Friday, August 10th, 2007

I’ve recently started doing more development locally on my Ubuntu (Feisty Fawn) laptop (as opposed to being logged in via ssh to various machines, generally running Fedora), and have noticed some quick snags.

Ruby Gems
They’re currently installed in /var/lib/gems/1.8 which is not in your PATH. So if for example, you use cheat, you’re not going to find it. Fix it via adding /var/lib/gems/1.8/bin to your PATH (my .bashrc has it looking such as: PATH=$PATH:$HOME/bin:/var/lib/gems/1.8/bin)
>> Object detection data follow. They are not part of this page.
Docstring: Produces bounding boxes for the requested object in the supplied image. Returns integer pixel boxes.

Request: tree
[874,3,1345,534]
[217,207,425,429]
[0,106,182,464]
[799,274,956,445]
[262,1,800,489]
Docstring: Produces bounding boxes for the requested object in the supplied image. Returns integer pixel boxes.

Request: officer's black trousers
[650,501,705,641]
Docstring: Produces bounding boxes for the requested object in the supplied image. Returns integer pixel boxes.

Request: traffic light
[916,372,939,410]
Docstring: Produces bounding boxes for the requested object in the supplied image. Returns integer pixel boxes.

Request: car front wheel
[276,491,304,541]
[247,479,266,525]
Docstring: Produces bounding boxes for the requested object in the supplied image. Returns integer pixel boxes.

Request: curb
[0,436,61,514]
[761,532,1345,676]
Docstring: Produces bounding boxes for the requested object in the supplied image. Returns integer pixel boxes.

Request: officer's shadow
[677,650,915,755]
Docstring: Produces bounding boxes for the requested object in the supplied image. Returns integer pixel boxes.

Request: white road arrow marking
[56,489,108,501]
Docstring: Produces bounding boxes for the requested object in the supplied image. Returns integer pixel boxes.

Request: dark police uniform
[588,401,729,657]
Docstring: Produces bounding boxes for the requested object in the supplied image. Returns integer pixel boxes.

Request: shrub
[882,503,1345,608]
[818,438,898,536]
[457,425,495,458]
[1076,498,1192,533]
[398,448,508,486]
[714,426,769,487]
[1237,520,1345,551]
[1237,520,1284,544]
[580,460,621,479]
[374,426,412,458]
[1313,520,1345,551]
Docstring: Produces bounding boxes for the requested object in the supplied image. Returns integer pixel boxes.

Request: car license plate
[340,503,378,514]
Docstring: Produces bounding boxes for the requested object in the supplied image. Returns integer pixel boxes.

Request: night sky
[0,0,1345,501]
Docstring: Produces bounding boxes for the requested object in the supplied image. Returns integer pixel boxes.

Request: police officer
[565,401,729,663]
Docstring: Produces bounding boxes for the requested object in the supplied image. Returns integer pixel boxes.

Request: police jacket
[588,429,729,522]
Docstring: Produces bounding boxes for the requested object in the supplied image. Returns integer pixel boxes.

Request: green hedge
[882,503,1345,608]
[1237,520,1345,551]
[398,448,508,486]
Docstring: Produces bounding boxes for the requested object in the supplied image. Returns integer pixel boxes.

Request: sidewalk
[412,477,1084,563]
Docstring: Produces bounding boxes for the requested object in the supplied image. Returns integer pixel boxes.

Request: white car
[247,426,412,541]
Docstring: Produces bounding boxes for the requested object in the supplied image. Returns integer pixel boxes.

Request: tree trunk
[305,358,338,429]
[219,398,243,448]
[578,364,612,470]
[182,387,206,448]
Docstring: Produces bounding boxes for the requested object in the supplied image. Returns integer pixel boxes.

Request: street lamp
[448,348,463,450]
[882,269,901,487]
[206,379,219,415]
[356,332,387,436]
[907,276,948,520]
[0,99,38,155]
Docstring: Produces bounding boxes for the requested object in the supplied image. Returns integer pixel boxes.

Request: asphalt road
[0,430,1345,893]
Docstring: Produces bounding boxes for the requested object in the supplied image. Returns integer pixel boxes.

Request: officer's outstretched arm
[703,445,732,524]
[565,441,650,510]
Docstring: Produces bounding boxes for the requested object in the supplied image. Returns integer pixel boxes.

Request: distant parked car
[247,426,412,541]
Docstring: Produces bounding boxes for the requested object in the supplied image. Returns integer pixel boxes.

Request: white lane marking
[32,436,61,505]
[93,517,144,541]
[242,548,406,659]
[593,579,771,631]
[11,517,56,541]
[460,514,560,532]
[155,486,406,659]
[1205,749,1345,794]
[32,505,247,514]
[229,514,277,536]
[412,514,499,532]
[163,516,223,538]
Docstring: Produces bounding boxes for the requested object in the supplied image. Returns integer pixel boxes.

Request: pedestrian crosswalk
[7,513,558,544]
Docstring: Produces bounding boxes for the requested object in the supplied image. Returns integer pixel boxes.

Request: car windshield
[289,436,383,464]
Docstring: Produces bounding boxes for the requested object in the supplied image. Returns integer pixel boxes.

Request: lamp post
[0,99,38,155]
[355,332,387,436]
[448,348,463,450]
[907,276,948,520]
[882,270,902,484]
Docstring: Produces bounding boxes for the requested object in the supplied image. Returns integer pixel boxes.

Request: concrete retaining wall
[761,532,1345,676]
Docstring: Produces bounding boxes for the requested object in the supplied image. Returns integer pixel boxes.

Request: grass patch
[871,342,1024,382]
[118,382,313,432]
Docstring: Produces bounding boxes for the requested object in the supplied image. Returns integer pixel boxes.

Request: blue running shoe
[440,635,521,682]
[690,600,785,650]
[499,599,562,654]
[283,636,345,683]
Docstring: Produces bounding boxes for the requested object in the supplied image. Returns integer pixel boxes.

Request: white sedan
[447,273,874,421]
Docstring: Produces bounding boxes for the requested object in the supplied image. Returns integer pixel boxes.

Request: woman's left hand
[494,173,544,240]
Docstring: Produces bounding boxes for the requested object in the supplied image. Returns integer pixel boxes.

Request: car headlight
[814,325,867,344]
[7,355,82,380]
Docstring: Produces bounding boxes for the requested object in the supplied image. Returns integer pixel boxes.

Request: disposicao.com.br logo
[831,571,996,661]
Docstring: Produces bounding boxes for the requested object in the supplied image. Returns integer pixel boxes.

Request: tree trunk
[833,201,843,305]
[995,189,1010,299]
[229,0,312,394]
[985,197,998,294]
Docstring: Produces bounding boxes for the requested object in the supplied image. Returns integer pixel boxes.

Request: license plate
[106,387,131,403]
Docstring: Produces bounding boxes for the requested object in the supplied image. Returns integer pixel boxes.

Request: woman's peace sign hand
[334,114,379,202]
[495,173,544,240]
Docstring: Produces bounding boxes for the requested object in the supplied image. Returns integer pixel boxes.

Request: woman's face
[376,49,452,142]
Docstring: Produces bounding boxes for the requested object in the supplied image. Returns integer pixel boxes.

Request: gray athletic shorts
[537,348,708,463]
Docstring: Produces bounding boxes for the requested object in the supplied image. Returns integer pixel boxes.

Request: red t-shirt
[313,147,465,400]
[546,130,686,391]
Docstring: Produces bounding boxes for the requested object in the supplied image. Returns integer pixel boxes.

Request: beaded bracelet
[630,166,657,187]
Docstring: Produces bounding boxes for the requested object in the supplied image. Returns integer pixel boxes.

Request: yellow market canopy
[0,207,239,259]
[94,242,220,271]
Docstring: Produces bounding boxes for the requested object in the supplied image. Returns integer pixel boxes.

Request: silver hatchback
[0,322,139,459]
Mono, and System.Windows.Forms
I have no problems with Mono and .NET related applications, normally. I run Tomboy (which I like, a lot), I can fire up f-spot, and when I need to Beagle runs fine too. But of late, I’ve had to run an application that required System.Windows.Forms, aka WinForms. Little did I know I’d need to install the winforms stuff, so a sudo apt-get install libmono-winforms* fixed this for me.

This still hasn’t made my required application run properly, but I’m now a step closer to finding out compatibility with Windows-based .NET applications and Mono. All thanks to the useful Mono Migration Analyzer (MoMA). Hat tip to Ditesh for pointing me to MoMA.